South Korea during that decade was notoriously negligent in failing to back resolutions on North Korean human rights in the United Nations for fear of offending Pyongyang. Nor did Kim Dae-Jung and Roh Moo-Hyun pursue the issue of China’s repatriation of North Korean defectors.

This week, however, South Korea’s foreign ministry has been saying it would raise the issue at the United Nations Human Right Council in Geneva. Diplomats are going to target China’s policy on repatriation when the council meets on Monday.

The Chinese are believed to be uncertain about what to do while North Korea revs up a drive for emergency food supplies in the run-up to enormous celebrations in April marking the 100th anniversary of the birth of “Great Leader” Kim Il-Sung, who ruled for nearly half a century before dying in 1994. He passed on power to his son Kim Jong-Il, who died in December after designating his third son, Kim Jong-Un, as heir.

The North Koreans have been pleading for food in talks Thursday and Friday this week in Beijing between North Korea’s veteran negotiator Kim Kye-Gwan and the new U.S. envoy on North Korea, Glyn Davies. The U.S. is reportedly holding out for concessions on North Korea’s nuclear program, which the North Korean state media has hailed as Kim Jong-Il’s “greatest legacy.”

The issue of repatriation of North Korean prisoners comes up tangentially during these negotiations since China is believed also to be holding out on food shipments to the North. The Chinese first want to see a deal between the U.S. and North Korea whereby the North returns to six-party talks hosted by China for the last time in December 2008.

The Chinese, according to that logic, can add pressure on North Korea to agree to concessions on its nukes, perhaps halting construction of a facility for enriching uranium, by holding on to defectors instead of returning them. China reportedly did send nine back to North Korea last weekend but scores more are held elsewhere while tens of thousands of North Koreans hide out quietly away from prying eyes.

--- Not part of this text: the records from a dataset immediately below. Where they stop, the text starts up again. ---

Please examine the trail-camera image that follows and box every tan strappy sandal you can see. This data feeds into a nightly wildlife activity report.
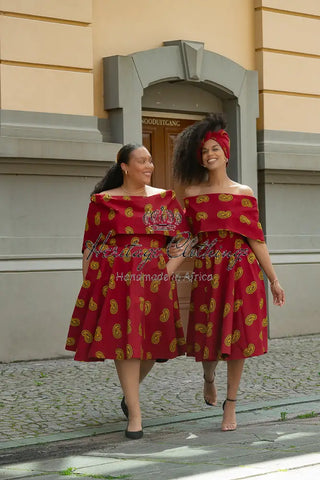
[203,373,217,407]
[221,398,237,432]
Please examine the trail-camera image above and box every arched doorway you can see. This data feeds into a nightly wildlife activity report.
[104,40,258,329]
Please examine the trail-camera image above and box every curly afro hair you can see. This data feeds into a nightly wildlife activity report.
[173,113,227,185]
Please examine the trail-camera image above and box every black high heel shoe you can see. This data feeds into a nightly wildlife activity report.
[203,372,217,407]
[124,428,143,440]
[120,397,129,418]
[221,398,237,432]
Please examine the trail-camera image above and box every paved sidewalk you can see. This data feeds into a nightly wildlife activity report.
[0,335,320,450]
[0,402,320,480]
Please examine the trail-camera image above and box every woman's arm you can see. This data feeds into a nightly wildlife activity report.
[82,248,91,280]
[248,238,285,307]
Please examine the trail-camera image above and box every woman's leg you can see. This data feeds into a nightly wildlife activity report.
[114,358,142,432]
[139,360,154,383]
[202,361,218,406]
[221,359,244,431]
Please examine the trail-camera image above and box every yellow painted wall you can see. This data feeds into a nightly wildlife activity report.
[93,0,255,117]
[255,0,320,133]
[0,0,320,132]
[0,0,93,115]
[0,0,92,23]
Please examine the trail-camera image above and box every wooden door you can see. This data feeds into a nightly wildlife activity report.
[142,117,196,334]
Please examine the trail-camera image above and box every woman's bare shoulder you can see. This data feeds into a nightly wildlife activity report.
[184,185,201,197]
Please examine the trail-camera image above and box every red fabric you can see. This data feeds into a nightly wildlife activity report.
[66,191,188,361]
[185,193,267,361]
[198,129,230,161]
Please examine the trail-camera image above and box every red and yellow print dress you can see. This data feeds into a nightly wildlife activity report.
[66,190,188,361]
[185,193,267,361]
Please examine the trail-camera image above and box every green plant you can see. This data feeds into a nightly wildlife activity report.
[297,411,317,418]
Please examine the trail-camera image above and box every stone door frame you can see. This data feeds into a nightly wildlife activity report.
[103,40,259,192]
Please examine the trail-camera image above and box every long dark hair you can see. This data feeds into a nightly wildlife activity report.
[91,143,142,195]
[173,113,227,185]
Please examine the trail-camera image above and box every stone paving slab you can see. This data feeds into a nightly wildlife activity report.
[0,414,320,480]
[0,335,320,442]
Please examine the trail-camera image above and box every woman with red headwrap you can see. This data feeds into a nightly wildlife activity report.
[174,114,285,431]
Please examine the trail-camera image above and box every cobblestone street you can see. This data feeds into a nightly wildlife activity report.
[0,335,320,442]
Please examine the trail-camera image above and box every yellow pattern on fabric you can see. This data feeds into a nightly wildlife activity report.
[233,298,243,312]
[76,298,85,308]
[127,318,132,335]
[244,313,257,327]
[194,343,201,353]
[169,338,177,353]
[223,303,231,318]
[126,343,133,360]
[219,193,233,202]
[217,210,232,218]
[89,297,98,312]
[112,323,122,339]
[247,252,256,264]
[96,350,106,360]
[108,208,116,220]
[231,330,240,343]
[246,281,257,295]
[214,250,222,265]
[124,207,133,217]
[94,212,101,225]
[234,238,244,250]
[94,327,102,342]
[240,215,251,225]
[81,330,93,343]
[110,298,118,315]
[116,348,124,360]
[194,323,207,333]
[211,273,220,288]
[150,280,161,293]
[234,267,243,280]
[109,273,116,290]
[144,300,151,315]
[243,343,256,357]
[203,347,209,360]
[209,298,217,313]
[196,212,208,221]
[241,198,252,208]
[196,195,209,203]
[160,308,170,323]
[218,230,228,238]
[207,322,213,337]
[151,330,162,345]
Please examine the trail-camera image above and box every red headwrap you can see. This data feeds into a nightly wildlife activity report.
[198,130,230,162]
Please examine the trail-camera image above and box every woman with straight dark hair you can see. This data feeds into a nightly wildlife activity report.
[66,144,188,439]
[174,114,285,431]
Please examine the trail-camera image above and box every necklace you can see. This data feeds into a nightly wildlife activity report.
[121,185,147,197]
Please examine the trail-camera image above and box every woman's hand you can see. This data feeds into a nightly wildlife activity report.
[270,280,285,307]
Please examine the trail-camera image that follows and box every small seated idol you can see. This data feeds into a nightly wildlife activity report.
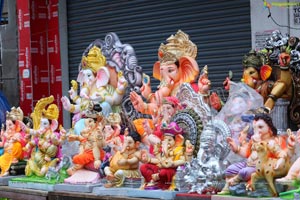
[140,122,186,190]
[20,96,66,177]
[64,113,106,184]
[104,131,141,188]
[0,107,24,177]
[219,113,294,196]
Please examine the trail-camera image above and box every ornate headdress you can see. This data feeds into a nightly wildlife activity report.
[42,104,59,120]
[81,46,106,73]
[6,107,24,121]
[161,122,183,137]
[163,96,183,109]
[158,30,197,64]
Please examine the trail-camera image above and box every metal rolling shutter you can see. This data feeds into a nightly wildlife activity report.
[67,0,251,95]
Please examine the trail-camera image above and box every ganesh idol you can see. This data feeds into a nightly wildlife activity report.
[61,46,127,121]
[130,30,199,115]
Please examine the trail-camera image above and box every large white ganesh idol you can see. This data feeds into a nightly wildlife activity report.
[61,46,127,121]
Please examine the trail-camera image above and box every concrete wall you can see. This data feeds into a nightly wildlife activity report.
[0,0,20,106]
[250,0,300,49]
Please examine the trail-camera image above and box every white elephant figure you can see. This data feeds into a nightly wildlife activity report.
[62,46,127,120]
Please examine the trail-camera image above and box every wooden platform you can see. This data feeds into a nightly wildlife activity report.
[48,191,157,200]
[0,186,281,200]
[0,186,48,200]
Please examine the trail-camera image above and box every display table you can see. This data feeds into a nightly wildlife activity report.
[0,186,48,200]
[48,191,157,200]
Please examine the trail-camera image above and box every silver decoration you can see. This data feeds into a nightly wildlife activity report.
[79,32,150,120]
[176,83,216,126]
[179,120,231,194]
[270,98,290,135]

The build-up of emotions here undoubtedly adds to the pressure. A National Assembly woman, Park Sun-Young, this week staged a hunger strike for several days at the entrance to a church across from the Chinese embassy, guarded by police buses. She sat cross-legged, covered by blankets, for several days under a sign saying, “Do Not Send Them back to North Korea.”

The protesters have banded together in a loose group called “SaveMyFamily” — the words all run together after a hash mark so people can read and enter comments via Twitter.

One great unanswered question is whether North Korea will lighten up — or get tougher — under Kim Jong-Un. No one thinks that Kim, not yet 30, is calling the shots, but the regime may want to go easy in coming months in the quest for food.

“We don’t know what the new leader is like,” said Ricky Kim, an actor whose father was an American GI. “We hope there can be a starting point,” said Kim, who took his mother’s surname after his father died while he was a small boy living in Kansas, “And we hope there’s action by the government of China.”

At this stage, as far as SaveMyFamily is concerned, the best action would be inaction — leaving the defectors in Chinese hands until South Korea and China can strike a deal for sending them to the South. So far more than 21,000 North Korean refugees are here, most of them having arrived in the past few years after getting through China to Thailand , Vietnam or Mongolia.

Right now, one solution may be to give them South Korean passports, or maybe travel certificates, while they’re still in China. If the Chinese go for it, thousands more North Koreans hiding out in China could apply to join them — a flood that could have unforeseen consequences on relations between China and both North and South Korea.